Anfangs legen sich Männer noch richtig ins Zeug. Sie werben um ihre Herzdame, tragen sie quasi auf Händen und lesen ihr jeden Wunsch von den Augen ab. Da sind sich die Herren selbst für einen DVD-Abend mit Dutzenden Folgen von „Sex and the City“ nicht zu schade. Doch irgendwann bricht er dann durch: Der fest im Manne verwurzelte Drang nach Freiheit. Statt Kuscheln auf der Couch sind die Freunde und der Fußballabend wieder wichtiger. Frauen reagieren darauf meist mit Unverständnis und versuchen, das Bedürfnis nach Freiheit zu untermauern.
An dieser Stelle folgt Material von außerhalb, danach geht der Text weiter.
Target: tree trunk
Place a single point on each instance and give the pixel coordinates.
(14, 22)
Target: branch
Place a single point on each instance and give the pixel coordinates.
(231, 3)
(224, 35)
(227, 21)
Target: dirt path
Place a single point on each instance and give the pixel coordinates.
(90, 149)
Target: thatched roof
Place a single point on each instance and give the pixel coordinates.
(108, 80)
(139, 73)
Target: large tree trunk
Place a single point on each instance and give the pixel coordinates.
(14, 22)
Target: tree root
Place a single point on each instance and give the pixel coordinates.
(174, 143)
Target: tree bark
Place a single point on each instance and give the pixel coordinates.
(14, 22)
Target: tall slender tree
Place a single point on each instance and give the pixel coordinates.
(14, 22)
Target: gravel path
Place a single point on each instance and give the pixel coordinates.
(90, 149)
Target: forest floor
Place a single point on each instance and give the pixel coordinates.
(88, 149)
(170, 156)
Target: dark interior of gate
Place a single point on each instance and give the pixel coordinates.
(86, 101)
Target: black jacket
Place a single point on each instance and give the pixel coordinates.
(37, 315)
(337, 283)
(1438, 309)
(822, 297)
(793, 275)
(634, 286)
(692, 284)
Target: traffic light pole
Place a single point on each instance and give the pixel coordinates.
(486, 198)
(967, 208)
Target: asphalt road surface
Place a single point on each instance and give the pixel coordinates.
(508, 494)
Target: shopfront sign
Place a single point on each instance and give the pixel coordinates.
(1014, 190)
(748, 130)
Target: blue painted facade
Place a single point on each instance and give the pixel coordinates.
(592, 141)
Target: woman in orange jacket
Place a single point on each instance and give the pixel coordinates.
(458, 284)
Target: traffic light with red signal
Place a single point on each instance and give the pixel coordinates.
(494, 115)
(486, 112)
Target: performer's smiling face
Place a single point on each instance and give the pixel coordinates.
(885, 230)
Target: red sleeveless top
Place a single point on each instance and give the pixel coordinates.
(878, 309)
Sie wollen dem Mann Zügel anlegen und begehen damit einen der größten Fehler.

Es macht auch keinen Sinn, lange mit dem Partner darüber zu diskutieren, warum er sich bisweilen eingeengt fühlt. Psychologen und Eheberater haben die Erfahrung gemacht, dass Männer den Wunsch nach Freiheit kaum in Worte fassen oder gar logisch begründen können. Er ist einfach da und sollte auch so akzeptiert werden. Denn nur, weil ein Mann nicht rund um die Uhr zu ihren Füßen liegt, heißt das nicht, dass er sie nicht liebt. Vielmehr wird die Bindung gestärkt, wenn sie ihn auch mal eigene Wege gehen lässt. Damit können Frauen zum Ausdruck bringen, dass sie seine Bedürfnisse ernst nehmen. Das gibt ihm wiederum das Gefühl, als Mann verstanden zu werden. Die Beziehung entwickelt dank der Freiräume zu einer Bereicherung für sein Leben. Kurzum: Lässt man Männer ein wenig an der langen Leine – Vertrauen vorausgesetzt –, freuen sie sich umso mehr auf die gemeinsamen Stunden.